I am in favour of fracking in principle and believe we should explore its potential as part of the UKs diverse energy supply. The government is consulting on the principle of whether non-hydraulic fracturing shale gas exploration development should be granted planning permission through a permitted development right, and in particular the circumstances in which it would be appropriate. 

As noted in the consultation document:

Most permitted development rights are subject to conditions that seek to minimise their impact and to protect local amenity, others are subject to geographic exclusions to ensure environmental protections are maintained.
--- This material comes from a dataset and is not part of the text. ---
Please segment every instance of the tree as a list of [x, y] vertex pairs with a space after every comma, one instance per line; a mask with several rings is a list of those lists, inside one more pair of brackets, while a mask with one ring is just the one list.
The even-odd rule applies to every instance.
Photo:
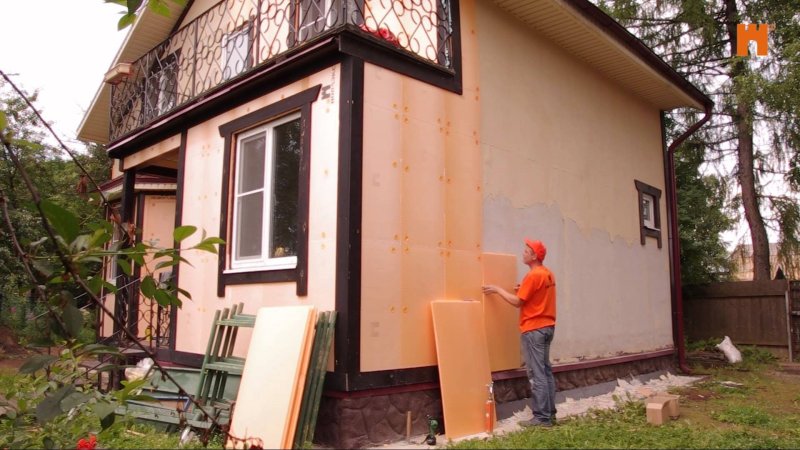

All however, are subject to clearly defined restrictions to cover the specific nature and scope of the operation or quantum of development that would benefit from a permitted development right.

This is essential and I would  oppose any inappropriate applications.

You can read about the consultation here: https://www.gov.uk/government/consultations/permitted-development-for-s…

In response to the recent campaign "Please keep earthquake regulations rock solidthe government has stated: 

The Traffic Light System for monitoring induced seismicity was introduced after consideration of advice from three scientists, following operations at Cuadrilla’s Preese Hall site in 2011. The level of magnitude 0.5 at which operators must pause operations, was set in consultation with industry as an appropriate precautionary measure. There are no plans to review the traffic light system.


Children's Health and Air Pollution

The government’s Air Quality Grant Programme provides funding to local authorities; funding projects in local communities to tackle air pollution and reduce emissions affecting schools, businesses and residents. Local authorities have a duty to monitor and assess air quality and to take action to reduce pollution where these breach statutory limits, and are best placed to determine local priorities.

Defra awarded a total of £2.4 million to local authorities in England from the 2017/18 air quality grant fund; £3.7 million was awarded in 2016/17, and £0.5 million in 2015/6. £3 million has been allocated for 2018/19.

While all measures which reduce air pollution will reduce exposure of children to these harmful pollutants, some projects have elements that are specifically targeted at children.

Details of further funding from the Air Quality Grant Programme, including funding specifically directed at children can be found on the Air Quality Grant Programme webpage: https://www.gov.uk/government/collections/air-quality-grant-programme.

The Government has also put in place a £3.5 billion plan to improve air quality and reduce harmful emissions, which includes £495 million for councils to improve air quality. Councils with serious air quality problems may bid for a share of these funds. The Government has consulted on our new world leading Clean Air Strategy, which includes new and ambitious goals, legislation, investment and policies which will help us to clean up our air faster and more effectively.


The National Pollinator Strategy already includes commitments to improve, extend and connect pollinator habitats. For example, in 2015 we introduced a Pollinator and Wildlife Package to the Countryside Stewardship Scheme to provide a suite of habitats on farmland. Since 2011, management has been established on approximately 130,000 hectares of land to create new wildlife-rich habitat, principally through agri-environment schemes.

The 25 Year Environment Plan reaffirms the Government’s commitment to expanding and connecting wildlife habitats through a Nature Recovery Network, which will drive how we deliver action for bees and other wildlife in the future.

Mapping and high quality spatial information on the location and quality of existing habitats will be key to this. On 25 October, the Secretary of State announced new funding to develop and test pollinator habitat mapping and to help voluntary bodies and land managers to create pollinator-friendly landscapes.